I, with my stone-cold bitch-face, shed a tear twice during the two and a half hours I spent inside the Longacre Theatre. The first tear fell during the opening number -- Lea Salonga's voice live is just astounding. The second tear fell during the last few moments of the musical, when everything is wrapping up and the story comes full circle.

So great, I cried a couple of times. But those two moments were the only two times I felt anything during the show. There's so much there -- the story is interesting, moving, and deep. Unfortunately Allegiance did not live up to expectations. George Takei, the man behind the story, making his Broadway debut, was barely a supporting character. The characters were two-dimensional. The story dragged. The romances were anything buy romantic.

I had a huge problem with the lighting and projection design. It was all too dark. I expressed my feelings about blackouts in my last post -- blackouts take me out of the performance, make my mind start to wander. The most creative part of the musical was the recreation of the Atom bomb dropping on Hiroshima. The lighting design at that moment was gorgeous and evoked emotion, which is what was lacking during every other moment.

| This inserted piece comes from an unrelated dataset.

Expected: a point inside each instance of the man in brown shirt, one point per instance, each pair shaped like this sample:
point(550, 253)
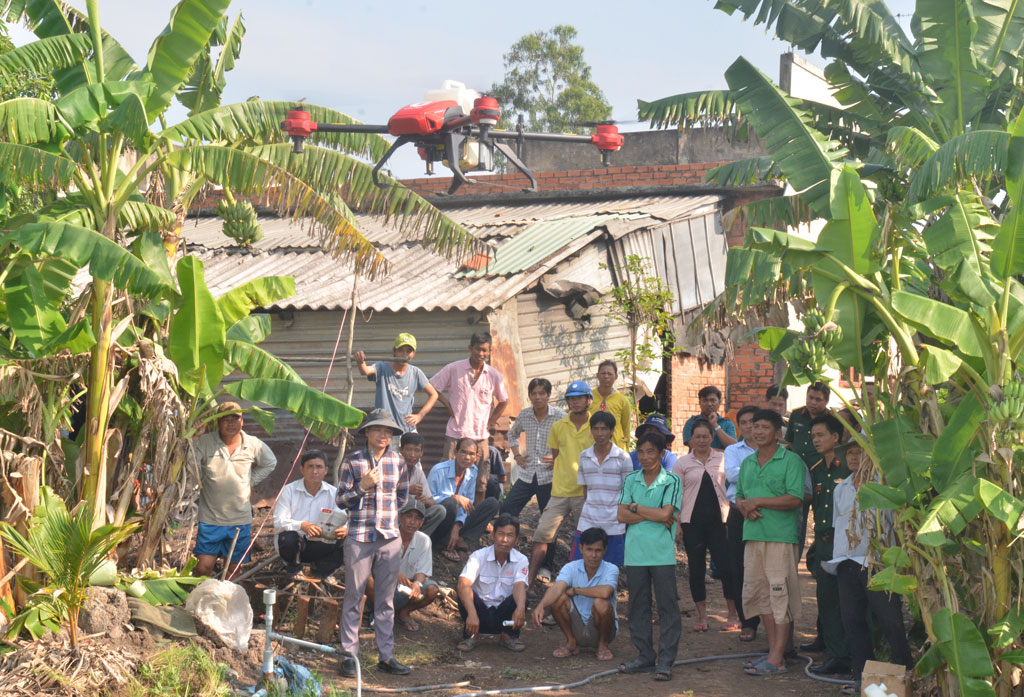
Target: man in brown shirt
point(230, 463)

The standout performance was Michael K. Lee. Although I wasn't necessarily on his side (the resistance), Lee's character, Frankie, was the most fleshed out and three-dimensional. Telly Leung's voice has grown since Godspell, but his character was undeveloped. There was so much heart put into the musical, but poor direction killed it. If the book of a musical is bad but the music, characters, story itself, direction, etc works... who cares how lame the book is. In the case of Allegiance, the music isn't memorable enough and the characters aren't fleshed out enough.

Overall I had a good time, but was underwhelmed. Go see the show if only to see George Takei onstage and experience his story. There's a lot of heart behind the production, but the execution left me wanting more.